Одному из них таки удалось поймать парнишку и дальше, чем там всё закончилось, я не знаю. Нужно было позаботиться о себе.
Продавец книг, трясущимися руками принялся судорожно собирать своё барахло. Народ заторопился разбегаться. Хоть чеки ловили беспризорников, но документы потребовать могли с любого, а их-то как раз и не было.

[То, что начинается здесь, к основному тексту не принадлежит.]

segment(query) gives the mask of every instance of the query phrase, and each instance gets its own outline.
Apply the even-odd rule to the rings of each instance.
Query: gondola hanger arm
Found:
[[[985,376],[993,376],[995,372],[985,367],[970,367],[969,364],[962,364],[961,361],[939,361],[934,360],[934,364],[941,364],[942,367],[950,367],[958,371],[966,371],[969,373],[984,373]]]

Ираклий таки сбежал, бросив свои книги, даже не собрав их, а я замешкался, сказалось отсутствие выучки и беспечность жителя двадцать первого века — ко мне направлялся молодой чекист с наганом и выправкой.
Попадаться ему было нехорошо.
— Енох, глаза отведи! — торопливо шепнул я, и пока призрачный скелетон выполнял, я скользнул в сторону, протиснулся в щели между досками забора и оказался на другой стороне улицы.
Здесь все было спокойно. И я, посвистывая, с независимым видом отправился дальше.
И только отойдя на довольно-таки приличное расстояние я обнаружил у себя в руках книгу Вергилия. За которую я так и не заплатил Ираклию.